MOSCOW (MRC) -- Brenntag’s third-quarter profits rose year on year on the back of strong demand at its commodity and specialty chemical divisions, although the CEO of the Germany-headquartered distributor warned that market disruption would last “well into” 2022, said the company.
Base chemical division Brenntag Essentials saw a 29% annual increase in operating earnings before interest, taxes, depreciation and amortisation (EBITDA) on demand growth in Europe and the Americas. COVID-19 restrictions and environmental policy in China hit its Asia-Pacific performance.
Specialties division earnings rose 42% year during the quarter, with profits growing across all divisions, driven in particular by demand from the Americas. Site closures, redundancies and the shift from geographic divisions to commodity and specialty arms contributed EUR70m to operating EBITDA for the year so far.

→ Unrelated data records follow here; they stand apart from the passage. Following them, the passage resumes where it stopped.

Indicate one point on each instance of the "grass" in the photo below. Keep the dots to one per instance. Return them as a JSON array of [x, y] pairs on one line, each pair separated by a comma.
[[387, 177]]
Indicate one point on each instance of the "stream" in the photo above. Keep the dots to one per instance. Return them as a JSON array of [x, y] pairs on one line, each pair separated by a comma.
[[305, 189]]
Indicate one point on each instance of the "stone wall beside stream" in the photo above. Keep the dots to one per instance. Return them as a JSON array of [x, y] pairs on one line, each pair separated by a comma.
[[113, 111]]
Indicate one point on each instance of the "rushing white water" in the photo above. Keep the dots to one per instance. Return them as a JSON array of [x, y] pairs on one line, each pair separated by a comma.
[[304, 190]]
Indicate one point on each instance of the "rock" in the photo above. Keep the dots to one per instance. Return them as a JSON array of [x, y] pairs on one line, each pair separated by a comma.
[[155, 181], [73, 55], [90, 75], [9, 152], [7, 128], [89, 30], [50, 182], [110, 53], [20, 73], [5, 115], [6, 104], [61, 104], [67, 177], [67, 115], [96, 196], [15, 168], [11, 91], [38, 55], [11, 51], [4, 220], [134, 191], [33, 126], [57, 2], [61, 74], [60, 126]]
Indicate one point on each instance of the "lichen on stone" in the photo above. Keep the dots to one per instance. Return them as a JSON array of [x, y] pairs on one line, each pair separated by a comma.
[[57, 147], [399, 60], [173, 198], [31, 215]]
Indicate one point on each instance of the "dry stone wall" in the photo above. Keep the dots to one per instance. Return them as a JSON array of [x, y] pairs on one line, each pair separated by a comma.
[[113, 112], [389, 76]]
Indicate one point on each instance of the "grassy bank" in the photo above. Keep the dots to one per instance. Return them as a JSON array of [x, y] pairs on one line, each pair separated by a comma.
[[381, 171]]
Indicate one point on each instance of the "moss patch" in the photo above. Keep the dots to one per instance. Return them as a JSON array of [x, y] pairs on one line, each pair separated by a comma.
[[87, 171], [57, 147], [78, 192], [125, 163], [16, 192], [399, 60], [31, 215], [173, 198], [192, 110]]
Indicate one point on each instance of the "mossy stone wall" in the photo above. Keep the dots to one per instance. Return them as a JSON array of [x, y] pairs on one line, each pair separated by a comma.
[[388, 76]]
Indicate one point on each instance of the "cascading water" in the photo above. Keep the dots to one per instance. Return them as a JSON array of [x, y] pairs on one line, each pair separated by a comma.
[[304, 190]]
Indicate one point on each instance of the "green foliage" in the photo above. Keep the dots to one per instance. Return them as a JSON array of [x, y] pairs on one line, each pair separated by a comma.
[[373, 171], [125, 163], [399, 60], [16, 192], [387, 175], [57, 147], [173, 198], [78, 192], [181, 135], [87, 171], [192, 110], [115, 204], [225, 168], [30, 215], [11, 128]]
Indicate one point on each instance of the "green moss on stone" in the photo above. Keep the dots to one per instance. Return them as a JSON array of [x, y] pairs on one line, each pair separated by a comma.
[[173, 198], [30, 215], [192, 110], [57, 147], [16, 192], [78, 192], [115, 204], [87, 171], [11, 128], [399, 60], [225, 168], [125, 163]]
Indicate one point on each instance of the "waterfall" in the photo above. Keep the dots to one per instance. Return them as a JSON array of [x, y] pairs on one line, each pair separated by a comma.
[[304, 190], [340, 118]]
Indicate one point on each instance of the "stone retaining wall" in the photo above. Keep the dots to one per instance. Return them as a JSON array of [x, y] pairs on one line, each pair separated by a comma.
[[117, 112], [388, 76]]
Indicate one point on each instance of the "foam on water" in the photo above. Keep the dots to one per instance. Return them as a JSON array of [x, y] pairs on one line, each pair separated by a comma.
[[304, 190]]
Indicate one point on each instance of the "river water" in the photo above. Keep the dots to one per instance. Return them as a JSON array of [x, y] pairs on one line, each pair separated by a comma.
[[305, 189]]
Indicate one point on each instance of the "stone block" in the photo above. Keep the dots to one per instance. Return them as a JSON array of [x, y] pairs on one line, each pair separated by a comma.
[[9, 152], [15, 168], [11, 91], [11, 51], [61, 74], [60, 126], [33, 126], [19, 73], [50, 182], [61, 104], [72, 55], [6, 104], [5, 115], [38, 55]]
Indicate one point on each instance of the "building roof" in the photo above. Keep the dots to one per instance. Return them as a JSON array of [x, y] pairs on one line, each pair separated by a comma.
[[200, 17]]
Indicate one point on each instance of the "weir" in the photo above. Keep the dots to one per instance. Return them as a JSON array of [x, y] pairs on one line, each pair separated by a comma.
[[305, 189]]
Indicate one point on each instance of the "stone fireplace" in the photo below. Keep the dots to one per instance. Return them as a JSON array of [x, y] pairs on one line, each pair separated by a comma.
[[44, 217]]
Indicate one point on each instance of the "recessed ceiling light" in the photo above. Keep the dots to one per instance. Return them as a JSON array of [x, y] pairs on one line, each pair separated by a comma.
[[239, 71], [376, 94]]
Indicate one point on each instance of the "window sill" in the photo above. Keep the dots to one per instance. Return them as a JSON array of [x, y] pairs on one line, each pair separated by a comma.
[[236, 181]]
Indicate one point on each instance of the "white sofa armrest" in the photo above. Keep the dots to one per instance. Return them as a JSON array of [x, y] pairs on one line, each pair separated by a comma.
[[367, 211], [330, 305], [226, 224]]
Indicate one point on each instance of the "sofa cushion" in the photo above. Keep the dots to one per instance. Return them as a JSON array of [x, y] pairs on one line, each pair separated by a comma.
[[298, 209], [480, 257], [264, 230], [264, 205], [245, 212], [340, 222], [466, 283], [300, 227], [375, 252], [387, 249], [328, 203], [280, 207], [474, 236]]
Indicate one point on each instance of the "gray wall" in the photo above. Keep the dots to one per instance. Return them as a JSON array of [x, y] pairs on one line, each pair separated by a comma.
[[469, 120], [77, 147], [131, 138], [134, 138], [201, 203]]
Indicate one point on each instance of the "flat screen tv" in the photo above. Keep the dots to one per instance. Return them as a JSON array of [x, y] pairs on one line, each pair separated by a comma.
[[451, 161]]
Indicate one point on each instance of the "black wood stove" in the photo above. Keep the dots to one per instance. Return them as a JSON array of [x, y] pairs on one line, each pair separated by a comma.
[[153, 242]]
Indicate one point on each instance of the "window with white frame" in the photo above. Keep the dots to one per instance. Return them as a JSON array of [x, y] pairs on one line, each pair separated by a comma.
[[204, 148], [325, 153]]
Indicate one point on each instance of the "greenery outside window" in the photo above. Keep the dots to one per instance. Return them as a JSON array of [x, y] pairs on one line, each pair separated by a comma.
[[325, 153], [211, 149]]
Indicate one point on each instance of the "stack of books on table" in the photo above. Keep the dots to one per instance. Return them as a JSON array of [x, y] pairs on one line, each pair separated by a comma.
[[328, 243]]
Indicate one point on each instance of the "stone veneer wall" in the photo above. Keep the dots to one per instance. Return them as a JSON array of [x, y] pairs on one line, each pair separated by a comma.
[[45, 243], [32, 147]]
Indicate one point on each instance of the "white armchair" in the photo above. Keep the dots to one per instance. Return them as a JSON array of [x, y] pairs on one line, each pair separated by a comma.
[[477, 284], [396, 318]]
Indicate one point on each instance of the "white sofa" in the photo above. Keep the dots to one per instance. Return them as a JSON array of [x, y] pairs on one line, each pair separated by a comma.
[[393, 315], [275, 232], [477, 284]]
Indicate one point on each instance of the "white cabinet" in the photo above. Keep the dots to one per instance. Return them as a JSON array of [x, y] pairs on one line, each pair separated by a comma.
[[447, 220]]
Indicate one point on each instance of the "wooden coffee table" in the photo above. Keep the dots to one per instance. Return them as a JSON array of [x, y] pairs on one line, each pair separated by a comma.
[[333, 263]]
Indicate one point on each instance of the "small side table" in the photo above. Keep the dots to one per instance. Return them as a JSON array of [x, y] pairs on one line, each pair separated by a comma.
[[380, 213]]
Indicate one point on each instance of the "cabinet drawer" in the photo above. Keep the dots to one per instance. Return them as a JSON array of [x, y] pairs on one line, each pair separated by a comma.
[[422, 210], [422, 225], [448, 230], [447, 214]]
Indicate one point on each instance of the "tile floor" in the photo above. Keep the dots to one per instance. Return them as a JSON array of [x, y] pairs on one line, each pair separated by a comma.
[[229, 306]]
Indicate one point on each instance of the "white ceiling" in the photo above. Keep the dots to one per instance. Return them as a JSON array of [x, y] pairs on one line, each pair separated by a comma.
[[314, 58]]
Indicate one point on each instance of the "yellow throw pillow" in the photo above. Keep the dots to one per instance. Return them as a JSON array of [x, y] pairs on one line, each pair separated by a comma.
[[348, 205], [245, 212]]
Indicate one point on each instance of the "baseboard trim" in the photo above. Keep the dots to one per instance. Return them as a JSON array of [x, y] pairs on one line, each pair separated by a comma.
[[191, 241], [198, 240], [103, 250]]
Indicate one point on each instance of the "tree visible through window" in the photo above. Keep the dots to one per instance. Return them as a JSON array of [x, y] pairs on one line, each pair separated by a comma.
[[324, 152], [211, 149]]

Known as Project Brenntag, the process has seen the firm close 68 of 100 planned sites and made 740 out of a planned 1,300 redundant. The company confirmed full-year operating EBITDA guidance of EUR1.26-1.32bn, despite no expectation of an end to “exceptional and challenging” market conditions.
As per MRC, Brenntag, the market leader in chemical and ingredients distribution, has completed the process of changing from a German Aktiengesellschaft (AG), or stock corporation, to a European company, or Societas Europaea (SE). The company says it is now doing business as Brenntag SE. The conversion, which was announced by the company's management and supervisory boards in 2019 and approved at its 2020 annual shareholders' meeting, came into force when it was entered into the commercial register on 1 February 2021.
As MRC informed earlier, in April 2020, Brenntag say it had acquired the operating assets of Suffolk Solutions’ (Suffolk, Virginia) caustic soda distribution business. Financial terms of the deal have not been disclosed.